The container runtime daemon, docker in this outline, must be accounted for in either system.slice or kubernetes.slice.

In the future, the depth of the container hierarchy is not recommended to be rooted more than 2 layers below the root as it historically has caused issues with node performance in other cgroup aware systems (https://bugzilla.redhat.com/show_bug.cgi?id=850718). It is anticipated that the kubelet will parent containers based on quality of service in the future. In that environment, those changes will be relative to the configured cgroup-root.

Linux Kernel Parameters

The kubelet will set the following:

  • sysctl -w vm.overcommit_memory=1
  • sysctl -w vm.panic_on_oom=0
  • sysctl -w kernel/panic=10
  • sysctl -w kernel/panic_on_oops=1

OOM Score Adjustment

The kubelet at bootstrapping will set the oom_score_adj value for Kubernetes daemons, and any dependent container-runtime daemons.

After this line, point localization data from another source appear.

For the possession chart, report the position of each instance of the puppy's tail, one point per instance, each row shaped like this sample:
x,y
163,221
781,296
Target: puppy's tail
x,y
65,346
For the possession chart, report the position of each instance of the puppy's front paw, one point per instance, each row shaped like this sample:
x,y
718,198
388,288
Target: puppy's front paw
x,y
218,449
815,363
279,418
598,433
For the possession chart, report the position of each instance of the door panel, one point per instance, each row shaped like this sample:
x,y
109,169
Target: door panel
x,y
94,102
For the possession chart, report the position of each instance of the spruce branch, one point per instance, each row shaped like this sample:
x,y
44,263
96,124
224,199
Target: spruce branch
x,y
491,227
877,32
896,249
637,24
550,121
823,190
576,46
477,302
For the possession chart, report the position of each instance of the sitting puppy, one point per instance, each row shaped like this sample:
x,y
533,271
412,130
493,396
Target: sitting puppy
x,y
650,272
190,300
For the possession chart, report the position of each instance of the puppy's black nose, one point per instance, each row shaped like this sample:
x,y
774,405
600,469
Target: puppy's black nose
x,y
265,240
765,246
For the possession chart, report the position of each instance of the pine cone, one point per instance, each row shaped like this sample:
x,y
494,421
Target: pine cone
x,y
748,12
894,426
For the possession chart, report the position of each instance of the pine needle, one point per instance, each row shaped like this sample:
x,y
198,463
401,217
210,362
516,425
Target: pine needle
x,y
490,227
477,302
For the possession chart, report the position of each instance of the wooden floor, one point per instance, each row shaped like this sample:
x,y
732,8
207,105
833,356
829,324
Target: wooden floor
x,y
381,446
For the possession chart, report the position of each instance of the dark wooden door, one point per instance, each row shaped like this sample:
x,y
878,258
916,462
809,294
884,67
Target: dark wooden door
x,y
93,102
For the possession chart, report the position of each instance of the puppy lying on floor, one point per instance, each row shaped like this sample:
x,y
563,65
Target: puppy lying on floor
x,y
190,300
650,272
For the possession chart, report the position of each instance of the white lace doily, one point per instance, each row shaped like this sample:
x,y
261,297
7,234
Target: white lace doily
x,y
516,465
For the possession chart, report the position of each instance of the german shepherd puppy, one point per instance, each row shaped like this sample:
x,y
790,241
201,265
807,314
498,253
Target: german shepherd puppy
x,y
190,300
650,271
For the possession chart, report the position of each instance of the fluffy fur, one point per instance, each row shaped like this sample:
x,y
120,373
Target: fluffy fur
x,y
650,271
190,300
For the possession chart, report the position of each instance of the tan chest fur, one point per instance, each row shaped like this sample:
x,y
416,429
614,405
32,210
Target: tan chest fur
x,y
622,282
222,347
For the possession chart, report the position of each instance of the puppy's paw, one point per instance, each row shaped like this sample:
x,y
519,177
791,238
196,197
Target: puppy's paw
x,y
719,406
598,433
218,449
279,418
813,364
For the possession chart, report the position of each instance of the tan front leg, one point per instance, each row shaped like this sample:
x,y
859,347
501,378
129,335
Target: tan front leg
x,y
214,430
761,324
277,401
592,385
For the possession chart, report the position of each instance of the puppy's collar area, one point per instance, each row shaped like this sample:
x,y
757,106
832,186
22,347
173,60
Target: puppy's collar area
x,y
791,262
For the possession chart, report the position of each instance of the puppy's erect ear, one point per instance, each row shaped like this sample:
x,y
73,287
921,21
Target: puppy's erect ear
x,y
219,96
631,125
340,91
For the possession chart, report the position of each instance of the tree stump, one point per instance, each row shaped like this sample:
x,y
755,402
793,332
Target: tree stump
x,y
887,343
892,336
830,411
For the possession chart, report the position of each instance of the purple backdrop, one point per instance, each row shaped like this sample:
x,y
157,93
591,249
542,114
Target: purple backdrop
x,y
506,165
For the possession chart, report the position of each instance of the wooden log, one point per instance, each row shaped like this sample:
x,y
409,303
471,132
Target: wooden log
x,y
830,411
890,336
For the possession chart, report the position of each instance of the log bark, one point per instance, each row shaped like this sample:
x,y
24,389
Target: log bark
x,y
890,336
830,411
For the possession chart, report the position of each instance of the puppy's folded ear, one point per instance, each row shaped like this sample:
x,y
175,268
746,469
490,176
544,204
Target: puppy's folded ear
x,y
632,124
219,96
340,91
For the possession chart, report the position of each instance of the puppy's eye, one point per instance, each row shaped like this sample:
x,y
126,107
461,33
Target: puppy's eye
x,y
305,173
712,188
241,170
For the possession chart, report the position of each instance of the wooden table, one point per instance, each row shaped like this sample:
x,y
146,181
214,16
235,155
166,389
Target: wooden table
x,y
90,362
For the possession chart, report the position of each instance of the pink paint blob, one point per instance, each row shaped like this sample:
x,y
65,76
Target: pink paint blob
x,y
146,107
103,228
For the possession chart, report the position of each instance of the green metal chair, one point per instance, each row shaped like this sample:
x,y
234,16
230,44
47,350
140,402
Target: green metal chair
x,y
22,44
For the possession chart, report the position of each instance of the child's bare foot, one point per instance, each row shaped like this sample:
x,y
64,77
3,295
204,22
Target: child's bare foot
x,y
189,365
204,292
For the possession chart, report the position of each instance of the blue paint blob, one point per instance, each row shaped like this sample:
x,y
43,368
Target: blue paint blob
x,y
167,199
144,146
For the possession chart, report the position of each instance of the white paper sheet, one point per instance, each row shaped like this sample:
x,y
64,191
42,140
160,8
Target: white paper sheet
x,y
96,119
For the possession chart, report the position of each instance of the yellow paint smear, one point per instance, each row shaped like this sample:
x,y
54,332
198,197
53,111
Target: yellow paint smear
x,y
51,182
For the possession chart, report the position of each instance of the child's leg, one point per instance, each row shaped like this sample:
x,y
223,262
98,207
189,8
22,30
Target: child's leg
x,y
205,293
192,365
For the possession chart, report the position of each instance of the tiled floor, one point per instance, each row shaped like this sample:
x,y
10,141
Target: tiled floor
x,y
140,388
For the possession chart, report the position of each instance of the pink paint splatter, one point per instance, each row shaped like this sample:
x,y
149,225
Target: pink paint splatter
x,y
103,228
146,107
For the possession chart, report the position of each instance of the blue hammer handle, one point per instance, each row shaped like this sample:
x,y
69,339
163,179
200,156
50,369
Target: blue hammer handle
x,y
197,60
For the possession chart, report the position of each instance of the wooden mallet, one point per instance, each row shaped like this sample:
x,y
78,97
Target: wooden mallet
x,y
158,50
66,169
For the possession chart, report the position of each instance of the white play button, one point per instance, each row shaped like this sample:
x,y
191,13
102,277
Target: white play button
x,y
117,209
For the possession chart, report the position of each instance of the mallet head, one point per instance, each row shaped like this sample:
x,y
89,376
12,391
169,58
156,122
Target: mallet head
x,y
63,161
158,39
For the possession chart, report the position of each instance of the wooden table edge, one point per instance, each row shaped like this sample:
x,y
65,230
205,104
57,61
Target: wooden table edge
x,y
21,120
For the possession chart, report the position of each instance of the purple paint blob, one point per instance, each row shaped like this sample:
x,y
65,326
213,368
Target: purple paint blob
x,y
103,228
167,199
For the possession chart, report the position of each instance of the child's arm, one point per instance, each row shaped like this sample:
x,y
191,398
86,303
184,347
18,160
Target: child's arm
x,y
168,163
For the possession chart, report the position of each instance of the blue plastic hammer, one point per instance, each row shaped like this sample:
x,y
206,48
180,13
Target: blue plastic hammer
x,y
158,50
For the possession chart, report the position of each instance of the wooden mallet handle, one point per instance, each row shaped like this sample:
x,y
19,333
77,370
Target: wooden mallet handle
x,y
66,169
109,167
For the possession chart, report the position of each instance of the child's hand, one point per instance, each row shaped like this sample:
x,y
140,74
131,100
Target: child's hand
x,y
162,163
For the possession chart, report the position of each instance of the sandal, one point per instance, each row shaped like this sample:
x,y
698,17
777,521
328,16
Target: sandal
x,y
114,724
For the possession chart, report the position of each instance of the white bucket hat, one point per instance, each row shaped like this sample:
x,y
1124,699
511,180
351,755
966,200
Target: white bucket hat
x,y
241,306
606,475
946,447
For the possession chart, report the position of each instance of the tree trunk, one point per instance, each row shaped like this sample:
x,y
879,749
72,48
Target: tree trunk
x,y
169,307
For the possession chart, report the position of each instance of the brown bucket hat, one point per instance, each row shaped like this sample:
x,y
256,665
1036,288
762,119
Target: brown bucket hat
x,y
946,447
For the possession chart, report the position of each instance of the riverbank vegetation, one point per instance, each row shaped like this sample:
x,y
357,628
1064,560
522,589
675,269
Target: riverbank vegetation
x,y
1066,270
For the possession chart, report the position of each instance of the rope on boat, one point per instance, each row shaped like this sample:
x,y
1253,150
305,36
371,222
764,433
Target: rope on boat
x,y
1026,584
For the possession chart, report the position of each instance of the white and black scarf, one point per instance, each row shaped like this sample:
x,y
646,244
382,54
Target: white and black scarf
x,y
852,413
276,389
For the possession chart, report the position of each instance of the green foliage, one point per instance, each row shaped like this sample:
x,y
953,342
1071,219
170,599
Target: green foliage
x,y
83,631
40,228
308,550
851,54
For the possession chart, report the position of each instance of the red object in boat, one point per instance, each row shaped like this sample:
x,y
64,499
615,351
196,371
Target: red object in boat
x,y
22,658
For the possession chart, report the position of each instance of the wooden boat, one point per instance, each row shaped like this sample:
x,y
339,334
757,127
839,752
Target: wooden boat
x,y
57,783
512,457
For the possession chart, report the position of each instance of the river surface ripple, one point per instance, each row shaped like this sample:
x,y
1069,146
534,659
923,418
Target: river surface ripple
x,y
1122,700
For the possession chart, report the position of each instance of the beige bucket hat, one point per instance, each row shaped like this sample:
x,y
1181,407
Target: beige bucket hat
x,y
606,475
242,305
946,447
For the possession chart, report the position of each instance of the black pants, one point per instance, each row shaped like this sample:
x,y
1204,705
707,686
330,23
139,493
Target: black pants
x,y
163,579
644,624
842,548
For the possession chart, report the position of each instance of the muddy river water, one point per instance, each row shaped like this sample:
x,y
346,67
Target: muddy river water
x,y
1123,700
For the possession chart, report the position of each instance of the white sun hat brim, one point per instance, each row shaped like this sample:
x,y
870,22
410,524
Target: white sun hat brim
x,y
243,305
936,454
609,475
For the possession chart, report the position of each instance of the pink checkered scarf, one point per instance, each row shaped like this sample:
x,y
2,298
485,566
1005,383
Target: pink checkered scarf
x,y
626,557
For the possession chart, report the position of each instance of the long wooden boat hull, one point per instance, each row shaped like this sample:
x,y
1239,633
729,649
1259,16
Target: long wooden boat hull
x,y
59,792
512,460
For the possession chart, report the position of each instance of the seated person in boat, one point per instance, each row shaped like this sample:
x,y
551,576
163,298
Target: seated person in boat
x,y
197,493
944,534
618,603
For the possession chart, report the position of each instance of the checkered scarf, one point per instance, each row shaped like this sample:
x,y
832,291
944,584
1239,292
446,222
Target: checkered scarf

If container-runtime is set to docker, then set its oom_score_adj=-999

Implementation concerns

kubelet block-level architecture

+----------+       +----------+    +----------+
|          |       |          |    | Pod      |
|  Node    <-------+ Container<----+ Lifecycle|
|  Manager |       | Manager  |    | Manager  |
|          +------->          |    |          |
+---+------+       +-----+----+    +----------+
    |                    |
    |                    |
    |  +-----------------+
    |  |                 |
    |  |                 |
+---v--v--+        +-----v----+
| cgroups |        | container|
| library |        | runtimes |
+---+-----+        +-----+----+
    |                    |
    |                    |
    +---------+----------+
              |
              |
  +-----------v-----------+
  |     Linux Kernel      |
  +-----------------------+

The kubelet should move to an architecture that resembles the above diagram:

  • The kubelet should not interface directly with the cgroup file-system, but instead should use a common cgroups library that has the proper abstraction in place to work with either cgroupfs or systemd. The kubelet should just use libcontainer abstractions to facilitate this requirement. The libcontainer abstractions as currently defined only support an Apply(pid) pattern, and we need to separate that abstraction to allow cgroup to be created and then later joined.
  • The existing ContainerManager should separate node bootstrapping into a separate NodeManager that is dependent on the configured cgroup-driver.
  • The kubelet flags for cgroup paths will convert internally as part of cgroup library, i.e. /foo/bar will just convert to foo-bar.slice

kubelet accounting for end-user pods

This proposal re-enforces that it is inappropriate at this time to depend on --cgroup-root as the primary mechanism to distinguish and account for end-user pod compute resource usage.

Instead, the kubelet can and should sum the usage of each running pod on the node to account for end-user pod usage separate from system-reserved and kubernetes-reserved accounting via cAdvisor.

Known issues

Docker runtime support for –cgroup-parent

Docker versions <= 1.0.9 did not have proper support for -cgroup-parent flag on systemd. This was fixed in this PR (https://github.com/docker/docker/pull/18612). As result, it’s expected that containers launched by the docker daemon may continue to go in the default system.slice and appear to be counted under system-reserved node usage accounting.

If operators run with later versions of docker, they can avoid this issue via the use of cgroup-root flag on the kubelet, but this proposal makes no requirement on operators to do that at this time, and this can be revisited if/when the project adopts docker 1.10.

Some OS distributions will fix this bug in versions of docker <= 1.0.9, so operators should be aware of how their version of docker was packaged when using this feature.